Because it’s so there.  Just over the horizon.

Let’s say I go to a haircutting place.  (Which shall remain unnamed, because 1) I’m embarrassed that I continue to patron this place and 2) I’m too much of a wimp to point fingers at specific people and/or places.)

Say that this unnamed haircutting place completely screws up my hair.  As in completely ignores the picture I provided.  Completely ignores my very, very (almost elementary) requests.  Completely whacks inches (INCHES!) off.  AND completely ruins the look I was going for - creating a very unattractive, lopsided look, so that when I look in the mirror, I have to hold my head sideways for the sides to match?

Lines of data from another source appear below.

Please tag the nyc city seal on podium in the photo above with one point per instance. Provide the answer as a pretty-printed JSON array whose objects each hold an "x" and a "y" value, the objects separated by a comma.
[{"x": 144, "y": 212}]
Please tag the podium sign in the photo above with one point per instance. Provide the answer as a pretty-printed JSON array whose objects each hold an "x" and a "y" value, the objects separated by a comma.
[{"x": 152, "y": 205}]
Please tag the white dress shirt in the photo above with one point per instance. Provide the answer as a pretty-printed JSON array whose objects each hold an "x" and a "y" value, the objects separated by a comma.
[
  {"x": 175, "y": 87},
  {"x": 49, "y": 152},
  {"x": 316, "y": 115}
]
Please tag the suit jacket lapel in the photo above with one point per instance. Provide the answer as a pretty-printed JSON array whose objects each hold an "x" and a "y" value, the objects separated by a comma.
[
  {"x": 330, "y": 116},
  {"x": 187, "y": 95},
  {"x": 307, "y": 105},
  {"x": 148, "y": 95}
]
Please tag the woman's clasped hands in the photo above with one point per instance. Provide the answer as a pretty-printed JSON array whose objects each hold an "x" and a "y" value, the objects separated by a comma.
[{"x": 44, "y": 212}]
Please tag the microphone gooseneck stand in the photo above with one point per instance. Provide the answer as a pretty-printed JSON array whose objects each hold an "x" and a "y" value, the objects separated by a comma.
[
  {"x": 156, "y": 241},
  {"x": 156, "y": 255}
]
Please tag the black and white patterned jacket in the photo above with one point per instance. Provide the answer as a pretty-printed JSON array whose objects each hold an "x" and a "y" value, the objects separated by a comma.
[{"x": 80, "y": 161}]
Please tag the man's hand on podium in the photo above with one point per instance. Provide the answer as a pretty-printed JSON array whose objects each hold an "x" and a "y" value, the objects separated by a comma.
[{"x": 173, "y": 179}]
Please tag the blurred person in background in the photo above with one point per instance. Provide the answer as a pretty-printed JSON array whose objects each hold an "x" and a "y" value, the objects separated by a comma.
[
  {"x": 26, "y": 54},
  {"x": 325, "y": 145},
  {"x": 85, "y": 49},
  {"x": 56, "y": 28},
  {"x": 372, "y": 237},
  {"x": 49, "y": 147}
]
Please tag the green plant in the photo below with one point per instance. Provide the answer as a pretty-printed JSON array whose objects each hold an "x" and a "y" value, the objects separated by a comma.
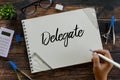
[{"x": 7, "y": 11}]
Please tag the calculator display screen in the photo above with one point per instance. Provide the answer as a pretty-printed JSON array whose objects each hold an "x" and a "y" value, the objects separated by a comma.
[{"x": 5, "y": 33}]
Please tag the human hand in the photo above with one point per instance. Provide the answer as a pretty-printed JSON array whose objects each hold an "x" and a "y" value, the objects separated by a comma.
[{"x": 101, "y": 68}]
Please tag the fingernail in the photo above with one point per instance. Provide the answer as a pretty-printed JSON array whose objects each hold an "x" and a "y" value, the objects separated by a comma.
[{"x": 94, "y": 53}]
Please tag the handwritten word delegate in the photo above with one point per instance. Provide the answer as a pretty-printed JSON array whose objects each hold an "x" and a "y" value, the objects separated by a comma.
[{"x": 47, "y": 37}]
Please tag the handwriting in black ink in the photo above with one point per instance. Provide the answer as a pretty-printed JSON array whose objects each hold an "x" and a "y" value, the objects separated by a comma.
[{"x": 47, "y": 37}]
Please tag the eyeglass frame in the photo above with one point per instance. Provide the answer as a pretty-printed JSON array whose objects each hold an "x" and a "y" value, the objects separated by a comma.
[{"x": 36, "y": 3}]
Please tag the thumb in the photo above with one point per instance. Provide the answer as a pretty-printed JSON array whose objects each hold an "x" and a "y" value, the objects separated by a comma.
[{"x": 96, "y": 60}]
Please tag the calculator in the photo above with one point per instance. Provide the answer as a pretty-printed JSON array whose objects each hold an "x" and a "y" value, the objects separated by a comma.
[{"x": 6, "y": 36}]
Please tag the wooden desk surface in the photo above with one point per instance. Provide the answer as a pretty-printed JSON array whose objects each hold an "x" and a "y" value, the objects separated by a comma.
[{"x": 104, "y": 8}]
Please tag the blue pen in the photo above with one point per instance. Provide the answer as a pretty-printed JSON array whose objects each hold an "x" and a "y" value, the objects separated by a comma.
[
  {"x": 107, "y": 35},
  {"x": 14, "y": 67}
]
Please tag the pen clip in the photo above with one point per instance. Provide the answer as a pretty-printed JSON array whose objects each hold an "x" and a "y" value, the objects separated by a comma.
[
  {"x": 12, "y": 64},
  {"x": 112, "y": 21}
]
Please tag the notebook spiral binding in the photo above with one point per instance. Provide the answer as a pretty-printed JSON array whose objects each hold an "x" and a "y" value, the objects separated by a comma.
[{"x": 27, "y": 45}]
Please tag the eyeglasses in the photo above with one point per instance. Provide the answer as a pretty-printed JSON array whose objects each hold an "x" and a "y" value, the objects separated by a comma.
[{"x": 32, "y": 7}]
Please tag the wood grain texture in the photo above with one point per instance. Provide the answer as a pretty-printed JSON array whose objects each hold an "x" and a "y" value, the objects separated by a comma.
[{"x": 18, "y": 53}]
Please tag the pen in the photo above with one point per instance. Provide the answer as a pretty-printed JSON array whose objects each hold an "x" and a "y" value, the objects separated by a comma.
[
  {"x": 108, "y": 60},
  {"x": 12, "y": 64}
]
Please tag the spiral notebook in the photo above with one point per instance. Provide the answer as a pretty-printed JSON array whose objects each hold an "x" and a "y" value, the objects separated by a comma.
[{"x": 62, "y": 39}]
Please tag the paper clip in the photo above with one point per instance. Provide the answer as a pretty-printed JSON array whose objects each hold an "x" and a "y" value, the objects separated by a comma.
[
  {"x": 12, "y": 64},
  {"x": 108, "y": 34}
]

This little incident caused me to cry all night about stupid hair, and what a stupid girl I am for having placed the stupid ”beautician” in charge of my stupid head. 

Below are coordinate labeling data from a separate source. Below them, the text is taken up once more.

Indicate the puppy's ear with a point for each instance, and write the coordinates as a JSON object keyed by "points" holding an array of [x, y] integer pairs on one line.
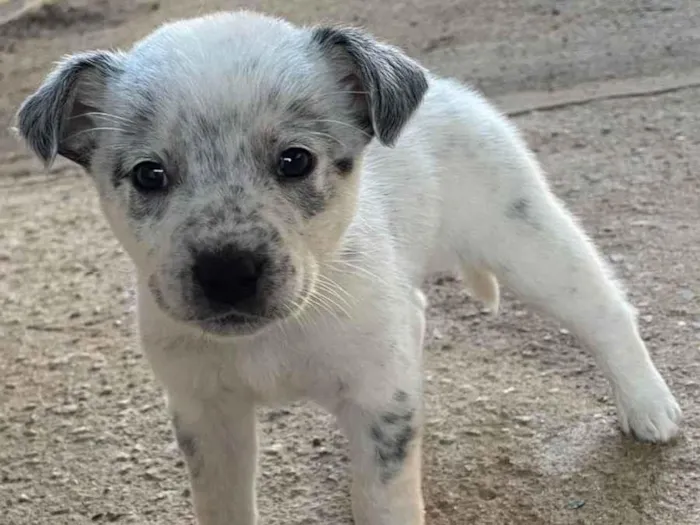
{"points": [[391, 85], [61, 116]]}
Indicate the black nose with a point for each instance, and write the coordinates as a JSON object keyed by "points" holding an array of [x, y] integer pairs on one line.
{"points": [[228, 276]]}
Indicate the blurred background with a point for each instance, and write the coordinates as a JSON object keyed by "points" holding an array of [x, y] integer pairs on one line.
{"points": [[521, 428]]}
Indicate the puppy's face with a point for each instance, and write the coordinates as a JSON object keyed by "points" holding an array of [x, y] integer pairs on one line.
{"points": [[226, 151]]}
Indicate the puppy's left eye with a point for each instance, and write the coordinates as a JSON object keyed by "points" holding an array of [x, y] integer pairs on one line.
{"points": [[149, 177], [296, 163]]}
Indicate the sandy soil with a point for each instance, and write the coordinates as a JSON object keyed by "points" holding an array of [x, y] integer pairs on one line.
{"points": [[521, 428]]}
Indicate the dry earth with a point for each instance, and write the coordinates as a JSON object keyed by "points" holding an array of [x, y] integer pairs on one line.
{"points": [[521, 429]]}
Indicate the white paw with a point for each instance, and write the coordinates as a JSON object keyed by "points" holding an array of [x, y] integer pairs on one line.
{"points": [[648, 411]]}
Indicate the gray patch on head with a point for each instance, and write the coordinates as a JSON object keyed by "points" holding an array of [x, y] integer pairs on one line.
{"points": [[388, 85], [63, 116]]}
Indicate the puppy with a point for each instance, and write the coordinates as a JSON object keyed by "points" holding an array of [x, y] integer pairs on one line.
{"points": [[283, 192]]}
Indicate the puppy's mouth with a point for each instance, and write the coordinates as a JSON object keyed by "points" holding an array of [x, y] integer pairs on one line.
{"points": [[233, 322]]}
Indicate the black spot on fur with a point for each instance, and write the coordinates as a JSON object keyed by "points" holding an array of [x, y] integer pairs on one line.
{"points": [[345, 165], [520, 210], [188, 445], [392, 435]]}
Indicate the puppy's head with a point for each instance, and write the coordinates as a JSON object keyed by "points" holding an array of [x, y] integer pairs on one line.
{"points": [[226, 151]]}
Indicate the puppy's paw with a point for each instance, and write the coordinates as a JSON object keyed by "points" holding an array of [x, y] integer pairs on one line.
{"points": [[649, 412]]}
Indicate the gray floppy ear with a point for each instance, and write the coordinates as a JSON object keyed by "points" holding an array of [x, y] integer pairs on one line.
{"points": [[59, 118], [394, 84]]}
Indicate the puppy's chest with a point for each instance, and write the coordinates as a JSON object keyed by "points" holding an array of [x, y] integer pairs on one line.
{"points": [[277, 371]]}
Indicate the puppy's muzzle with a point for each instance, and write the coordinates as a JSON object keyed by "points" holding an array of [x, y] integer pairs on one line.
{"points": [[231, 279]]}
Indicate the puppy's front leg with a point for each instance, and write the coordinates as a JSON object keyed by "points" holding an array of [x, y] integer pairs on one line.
{"points": [[541, 253], [385, 454], [219, 443]]}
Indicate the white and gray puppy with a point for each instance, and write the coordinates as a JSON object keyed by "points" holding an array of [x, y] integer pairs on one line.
{"points": [[283, 192]]}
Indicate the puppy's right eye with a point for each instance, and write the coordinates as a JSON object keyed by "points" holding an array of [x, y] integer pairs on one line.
{"points": [[149, 177]]}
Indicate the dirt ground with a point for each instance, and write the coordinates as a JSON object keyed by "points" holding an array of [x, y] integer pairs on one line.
{"points": [[521, 428]]}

*update* Today I suddenly grew a pair, and went in to request that it be fixed.  I was half hoping that the girl who cut it would be there, so that I could give her a piece of my mind, and perhaps yank my tip out of her undeserving hands.  However, neither of those things happened, since she was absent and unaccounted for upon our arrival.  And, the lady that I had fix me up tonight was well worth her tip.  I almost wanted to hug her for fixing me.  Though, I’m still a little forlorn for my lost months of growth that I had worked so hard on.  It’s just hair, though, right?  I’ll stop being a baby now.  Still…

 

Say, also, that every single weekend, I clean the house in anticipation of house showings.  I also look very much forward to seeing my husband, since this is the only time we see each other these days.

Say that perhaps we don’t catch any wind of any house showings, so we consider it safe for us to go about our Saturday and/or Sunday routine-O-fun.

Sure enough, as SOON as we begin our routine-O-fun, my caller id lights up with a showing request.

Welp.  Fun time’s over!  Time to head back home and prepare for the showing.  (Because no amount of pre-cleaning is going to resolve all the things that inevitably occur upon Hubby’s return home.)

Or if we already happen to BE at home - time to IMMEDIATELY STOP whatever it is we are doing -  i.e. extensively cleaning/organizing our garage.  Time to put everything haphazardly back to rights, so that our home is presentable to potential buyers.  Because we’re really getting desperate at this point.

This happens to us every. single. weekend!  I’m SO sick and tired of it!!!  I know that we’re trying to sell our house, but a weekend every now and again?  To enjoy?  Too much to ask???  Methinks not. 

 

Say, lastly, that Mandy decides to sit out and watch her girls play in the backyard. 

Relaxing, no?

Notsomuch. 

Not when neighbor kids constantly hang all over our fence as soon as the patio door opens.  Not when they whine request to come inside (of our fenced yard).  Or help themselves - leaving the gate WIDE open, so that a sweet doggy named Sally might wander off.

Now, I’m not a snobby person, nor do I object to my girls befriending the neighborhood kids. 

But, I have to draw the line here.  Because this isn’t a random thing.  And it isn’t only in our backyard.  It’s anytime we go to the front yard, too.  We seem to be a magnet to neighborhood kids and their playtime. 

I have to admit.  We’ve got a pretty fun yard.  But, seriously?  Can we enjoy it alone sometimes? 

I don’t let my kids just waltz into your yards uninvited.  I don’t allow them to knock or ring doorbells at all!  Maybe I AM snobby, but am I alone in thinking that it’s sort of rude to allow your kids to just roam the neighborhood, bothering whomever they choose and always at awful times - like lunch and/or supper

Not only do they invite themselves, but they do all these things that my kids know better than to do.  Like coming in and out of the house.  (WHA?  Get out!)  Like, jumping on the lid of our sandbox, and breaking it.  Like breaking a baseball bat by jumping on it.  (WHY?)  Like getting out the sidewalk chalk without first asking.  Or getting ANYTHING out that is not within reach of a child’s hands.   Grrr.  And, then when my girls try to correct them, they get all snotty.

Um, exqueeze me?  But, go home!

Please correct me if I’m wrong in my assumption that this is annoying.

Oh, and could you be a doll, and throw me a life preserver?  Because I think I just tripped and landed RIGHT over that last cavernous step toward the deep end.